Transportation in Poland

Transportation in Poland

Airplane: LOT operates a nationwide network of domestic flights. There are daily flight connections between Warsaw and Gdansk, Bydgoszcz, Krakow, Katowice, Szcezcin, Lódz, Poznan, Zielona Gora, Rzeszów and Wroclaw. All regional flights go via Warsaw. Most airports are connected to the public transport network. Exceptions are Kattowice and Szczecin.

Ship: Poland has a long coastline and numerous rivers and canals. However, there is only a limited offer on passenger ships, and only during the summer months. There are no regular boat connections along the coast and the main rivers. Some cities, including Gdansk, Szczecin, Wroclaw, Krakow, Torun, Kolobrzeg and Poznan, offer local river cruises or sea excursions in the summer. There are also trips from Elblag to Frombork and to Krynica Morska. Excursion boats operate on the Masurian Sen in summer. There are also excursions on the Elblag-Ostróda Canal and the Augustow Canal.

Train: Trains are an important, comfortable and punctual means of transport, especially on long journeys. It can only get full during the holiday months of July and August. The rail network is operated by the Polish State Railways (Polskie Koleje Pa? Stwowe – PKP). The rail network in Poland is very extensive and reaches most places in the country. Only in the mountainous south of the country there are fewer connections.

Timetables (Rozk? Ad jazdy) are available at all train stations. The departure times (Odjazdy) are on white boards, the arrival times (Przyjazdy) on yellow boards. Normal trains are shown in black, express trains in red. The addition Ex also identifies express trains. InterCity trains are identified by the addition of IC. For trains marked with the letter R, a seat reservation is necessary. The additions kursuje and nie kursuje mean that a train runs or does not run at certain times of the day.

Tickets are available at the ticket counters in the train stations or from the conductors. There are ticket machines at many train stations.

There are three train categories in Poland: express, express and regional trains. Express trains (poci? G ekspresowy or ekspres) are the fastest and most convenient and only stop at major InterCity stations. Seats must be reserved when purchasing tickets. A luxurious variant of the express train is the InterCity (or for European traffic also the EuroCity). These trains run certain routes from Warsaw. The few stops include Gdansk, Katowice, Kraków, Poznan and Szczecin, among others.

Express trains (Poci? G pospieszny) stop at more intermediate stations and travel with them is much cheaper.
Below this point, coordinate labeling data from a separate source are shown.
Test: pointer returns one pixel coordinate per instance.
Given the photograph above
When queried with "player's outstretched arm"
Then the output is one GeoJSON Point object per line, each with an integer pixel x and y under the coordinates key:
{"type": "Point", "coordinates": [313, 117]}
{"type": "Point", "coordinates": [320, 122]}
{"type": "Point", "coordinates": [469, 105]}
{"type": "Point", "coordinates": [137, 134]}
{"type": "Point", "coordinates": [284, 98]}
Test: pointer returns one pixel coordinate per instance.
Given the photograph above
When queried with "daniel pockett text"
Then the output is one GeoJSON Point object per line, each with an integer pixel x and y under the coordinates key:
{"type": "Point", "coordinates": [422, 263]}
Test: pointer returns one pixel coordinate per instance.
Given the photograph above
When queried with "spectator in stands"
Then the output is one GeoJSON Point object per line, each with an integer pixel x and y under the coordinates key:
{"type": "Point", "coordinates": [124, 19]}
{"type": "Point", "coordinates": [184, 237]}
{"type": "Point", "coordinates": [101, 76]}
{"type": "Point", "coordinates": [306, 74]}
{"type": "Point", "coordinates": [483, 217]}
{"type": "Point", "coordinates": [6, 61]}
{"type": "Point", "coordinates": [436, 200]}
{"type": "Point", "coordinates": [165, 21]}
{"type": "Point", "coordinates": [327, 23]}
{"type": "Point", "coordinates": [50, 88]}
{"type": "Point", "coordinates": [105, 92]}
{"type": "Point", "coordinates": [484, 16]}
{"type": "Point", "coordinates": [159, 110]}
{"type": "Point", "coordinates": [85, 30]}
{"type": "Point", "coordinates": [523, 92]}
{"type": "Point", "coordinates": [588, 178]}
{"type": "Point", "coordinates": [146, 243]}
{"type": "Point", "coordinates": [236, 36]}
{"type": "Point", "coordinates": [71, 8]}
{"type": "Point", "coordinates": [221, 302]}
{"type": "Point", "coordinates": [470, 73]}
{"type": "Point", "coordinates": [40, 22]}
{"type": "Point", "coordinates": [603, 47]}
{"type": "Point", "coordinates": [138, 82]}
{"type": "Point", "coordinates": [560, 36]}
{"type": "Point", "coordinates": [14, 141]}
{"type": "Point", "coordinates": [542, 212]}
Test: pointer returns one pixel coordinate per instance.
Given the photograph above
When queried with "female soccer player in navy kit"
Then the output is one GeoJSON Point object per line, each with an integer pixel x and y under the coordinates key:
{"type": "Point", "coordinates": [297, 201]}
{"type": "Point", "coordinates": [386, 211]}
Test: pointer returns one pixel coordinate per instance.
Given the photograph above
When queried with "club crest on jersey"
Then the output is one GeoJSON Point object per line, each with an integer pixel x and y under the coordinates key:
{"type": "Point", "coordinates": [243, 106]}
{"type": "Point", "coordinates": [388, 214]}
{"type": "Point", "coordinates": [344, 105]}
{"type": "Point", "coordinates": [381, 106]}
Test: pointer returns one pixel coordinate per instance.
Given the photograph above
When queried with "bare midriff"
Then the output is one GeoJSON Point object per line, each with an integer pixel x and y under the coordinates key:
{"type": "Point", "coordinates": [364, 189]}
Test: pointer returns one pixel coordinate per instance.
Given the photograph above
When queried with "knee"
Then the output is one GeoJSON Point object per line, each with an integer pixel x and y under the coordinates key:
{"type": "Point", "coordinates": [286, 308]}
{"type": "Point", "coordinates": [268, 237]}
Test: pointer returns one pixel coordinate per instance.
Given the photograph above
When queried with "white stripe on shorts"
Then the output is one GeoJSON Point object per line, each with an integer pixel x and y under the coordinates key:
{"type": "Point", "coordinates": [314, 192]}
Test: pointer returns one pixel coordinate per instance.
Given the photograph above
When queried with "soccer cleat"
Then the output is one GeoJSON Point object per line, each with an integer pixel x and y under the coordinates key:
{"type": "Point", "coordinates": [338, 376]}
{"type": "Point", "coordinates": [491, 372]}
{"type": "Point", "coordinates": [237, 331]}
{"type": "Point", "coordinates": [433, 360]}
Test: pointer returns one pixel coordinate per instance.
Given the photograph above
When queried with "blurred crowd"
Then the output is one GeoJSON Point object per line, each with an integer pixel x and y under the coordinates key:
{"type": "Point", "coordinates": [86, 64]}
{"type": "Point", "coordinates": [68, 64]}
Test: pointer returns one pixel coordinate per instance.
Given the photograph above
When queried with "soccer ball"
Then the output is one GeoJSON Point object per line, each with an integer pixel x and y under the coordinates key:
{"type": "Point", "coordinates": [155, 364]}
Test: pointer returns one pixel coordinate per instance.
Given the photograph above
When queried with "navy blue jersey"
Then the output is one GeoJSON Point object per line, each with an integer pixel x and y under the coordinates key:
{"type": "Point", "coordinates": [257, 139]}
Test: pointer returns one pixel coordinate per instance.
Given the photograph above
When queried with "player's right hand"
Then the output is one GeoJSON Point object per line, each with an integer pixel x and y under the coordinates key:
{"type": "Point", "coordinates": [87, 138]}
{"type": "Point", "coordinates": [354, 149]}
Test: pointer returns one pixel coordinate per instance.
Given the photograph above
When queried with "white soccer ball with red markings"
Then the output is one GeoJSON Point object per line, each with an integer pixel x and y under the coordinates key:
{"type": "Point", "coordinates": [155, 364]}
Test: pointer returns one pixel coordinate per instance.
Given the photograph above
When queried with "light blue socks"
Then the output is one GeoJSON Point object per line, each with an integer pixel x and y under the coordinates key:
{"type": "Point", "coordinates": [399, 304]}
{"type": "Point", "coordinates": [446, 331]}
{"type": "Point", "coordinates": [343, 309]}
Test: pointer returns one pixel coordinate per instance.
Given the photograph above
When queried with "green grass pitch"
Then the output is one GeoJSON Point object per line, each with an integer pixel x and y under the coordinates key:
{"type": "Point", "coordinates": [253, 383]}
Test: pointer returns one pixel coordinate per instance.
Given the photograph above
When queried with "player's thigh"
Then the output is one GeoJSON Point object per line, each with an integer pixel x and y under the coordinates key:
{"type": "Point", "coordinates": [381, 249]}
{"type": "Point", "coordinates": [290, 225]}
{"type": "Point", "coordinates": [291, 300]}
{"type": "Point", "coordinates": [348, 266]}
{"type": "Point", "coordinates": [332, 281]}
A seat reservation is not required. Regional trains (Poci? G osobowy) are slower and stop at all stations along the route. These trains usually cover shorter distances. Almost all trains have first and second class cars. Some trains have sleeping cars.

Car / rental car: if you want to rent a car in Poland, you need a valid passport and credit card and have had your driving license for at least one year. The minimum age required by the rental car agencies is 21 or 23 years. For some luxury models you have to be older. As a rule, Polish rental cars are not allowed to be used for trips to other countries. Rental cars in Poland are expensive and there are rarely any discounts. It is cheaper to rent a car from abroad or via the Internet.

A good insurance for the vehicle and objects carried should be a prerequisite for trips to Poland with your own car. Car theft and organized crime can be a problem, especially in the larger Polish cities. Therefore, nothing should be left behind in a parked car. It is advisable to park the car in a guarded parking lot.

Bus: Overland trips by bus are provided by the Polski Express buses. Tickets are available at the bus stops or from the bus driver.

Local transport: in most cities, visitors can use public transport such as trams (Tramwaj), buses (Autobus) and trolleybuses (Trolejbus). Warsaw is the only city with a metro.
Public transport usually runs from 5 a.m. to 11 p.m. There is also a night drive service in larger cities. Overcrowding is to be expected especially during peak hours from 7 a.m. to 9 a.m. and from 4.30 p.m. to 6.30 p.m.

In many cities there is a flat rate for local transport. However, anyone who changes vehicle always needs a new ticket. In some cities, the validity of the ticket is limited in time, around 30 minutes or an hour. Night trips are more expensive than day rates. Tickets are available from machines on board the respective vehicles or from kiosks, some of which are closed on Sundays. If you are caught without a valid ticket, it is best to pay the fine immediately and under no circumstances hand over your ID. Visit handbagpicks for Poland Tour Plan.

Bicycle: Poland offers bicycle travelers many options. Much of the country is flat and longer distances can be comfortably covered by train. All over the country, hotels and youth hostels offer accommodation. Main roads should be avoided because of the high volume of traffic. Cyclists should therefore plan their routes along the back roads. In addition, cyclists should note that in Poland it is not allowed to ride next to each other. It is usually not possible to take bicycles on buses.
In many cities and in the tourist centers there is the possibility that there are bicycle shops and workshops. Nevertheless, travelers should always have a repair kit and spare parts with them. There are bike rentals in some cities.